Astronomy with Einstein
Today the LIGO Scientific Collaboration, including many physicists from the University of Birmingham, announced the first direct detection of a gravitational wave. The long-awaited announcement sparked strong public and media interest, but why is this so exciting?
Firstly, the simple fact of the detection is phenomenal: about a billion years ago in a galaxy far away, two black holes were orbiting around each other, slowly getting closer and closer, until they eventually merged in a truly cosmic explosion that took just a fraction of a second to convert three times the mass of our sun into pure energy. This energy spread through the universe as a ripple in space and time, until on September 14 2015 at 10:50:45 (UK time) a part of this wave passed through the two LIGO detectors in the USA.
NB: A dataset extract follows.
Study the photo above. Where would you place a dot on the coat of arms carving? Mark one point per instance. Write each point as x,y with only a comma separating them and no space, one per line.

The LIGO detectors have been built to search for gravitational waves. Each detector consists of a 4km-long interferometer that uses an ultra-stable laser to monitor the distances between very special, and large, glass blocks. These blocks act as mirrors for the laser light and at the same time serve as test masses for any changes in space and time. Gravitational waves interact only very slightly with matter, but they stretch and squash space a little. When the gravitational wave passed through the LIGO detectors it wiggled the length of the 4km-long interferometers by about 0.002 femtometers, which is about one thousandth of the diameter of an atom’s core.
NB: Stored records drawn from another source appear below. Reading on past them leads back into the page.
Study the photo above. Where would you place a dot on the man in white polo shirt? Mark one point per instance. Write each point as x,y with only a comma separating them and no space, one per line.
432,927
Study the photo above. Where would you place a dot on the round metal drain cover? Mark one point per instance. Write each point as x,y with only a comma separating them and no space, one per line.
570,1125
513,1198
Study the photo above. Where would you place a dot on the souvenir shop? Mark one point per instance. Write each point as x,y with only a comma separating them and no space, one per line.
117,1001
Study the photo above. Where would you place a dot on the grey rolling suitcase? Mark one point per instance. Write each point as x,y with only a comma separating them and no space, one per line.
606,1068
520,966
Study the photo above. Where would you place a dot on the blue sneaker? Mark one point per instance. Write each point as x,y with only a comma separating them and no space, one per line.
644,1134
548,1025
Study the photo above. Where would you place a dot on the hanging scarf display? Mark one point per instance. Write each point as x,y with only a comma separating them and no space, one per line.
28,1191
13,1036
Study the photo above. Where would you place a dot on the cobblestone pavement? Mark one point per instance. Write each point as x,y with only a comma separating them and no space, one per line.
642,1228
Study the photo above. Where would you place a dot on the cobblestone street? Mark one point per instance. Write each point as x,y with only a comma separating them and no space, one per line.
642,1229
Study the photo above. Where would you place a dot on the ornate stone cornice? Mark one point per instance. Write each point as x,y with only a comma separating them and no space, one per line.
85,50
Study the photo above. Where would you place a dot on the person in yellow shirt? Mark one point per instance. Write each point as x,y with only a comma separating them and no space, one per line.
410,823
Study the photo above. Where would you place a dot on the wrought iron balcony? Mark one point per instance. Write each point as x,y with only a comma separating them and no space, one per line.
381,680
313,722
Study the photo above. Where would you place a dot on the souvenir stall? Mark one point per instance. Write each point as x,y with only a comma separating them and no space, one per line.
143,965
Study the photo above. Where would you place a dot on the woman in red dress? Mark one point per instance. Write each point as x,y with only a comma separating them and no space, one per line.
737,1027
The LIGO instruments registered this change and recorded a strong and clean signal. This direct measurement of a gravitational wave was the result of a 50-years-long quest in experimental physics to achieve the precision and sensitivity necessary for this discovery. Einstein never believed that it would be possible to measure a gravitational wave directly. Now, a large international collaboration using modern technology, after decades of preparation, is excited to prove this particular prediction wrong.
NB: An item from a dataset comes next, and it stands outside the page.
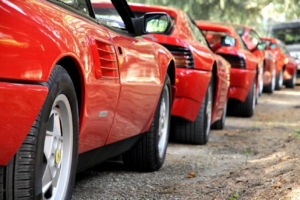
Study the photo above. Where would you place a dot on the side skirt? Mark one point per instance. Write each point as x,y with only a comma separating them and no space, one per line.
96,156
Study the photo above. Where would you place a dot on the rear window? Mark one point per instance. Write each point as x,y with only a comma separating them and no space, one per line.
213,37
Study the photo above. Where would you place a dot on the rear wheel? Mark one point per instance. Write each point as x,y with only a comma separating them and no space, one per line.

In 1915 Einstein presented his new theory of general relativity that associated gravity with a bending of spacetime (the combination of space and time into one set of coordinates). One year later he described some of the mathematical consequences of his theory and predicted the existence of gravitational waves, ripples in spacetime that travel through the universe at the speed of light.
In the same year Karl Schwarzschild showed that Einstein’s theory also permitted the existence of strange objects with such immense gravity that not even light could escape their gravitational field: these became known as black holes.
In the hundred years since, Einstein’s theory of gravity has passed many tests with flying colours. We now have evidence from astronomical observations that black holes and ripples in spacetime exist. However, the signal measured by LIGO is the first probe of this type into a system of black holes. For the first time we have a direct measurement that indicates that the black holes in Nature behave like the theoretical constructs described by Einstein’s theory. We can measure their properties and understand more about their behaviour. The signal, now called GW150914, will be the first entry in a brand new catalogue of astronomical events. The era of gravitational wave astronomy has begun.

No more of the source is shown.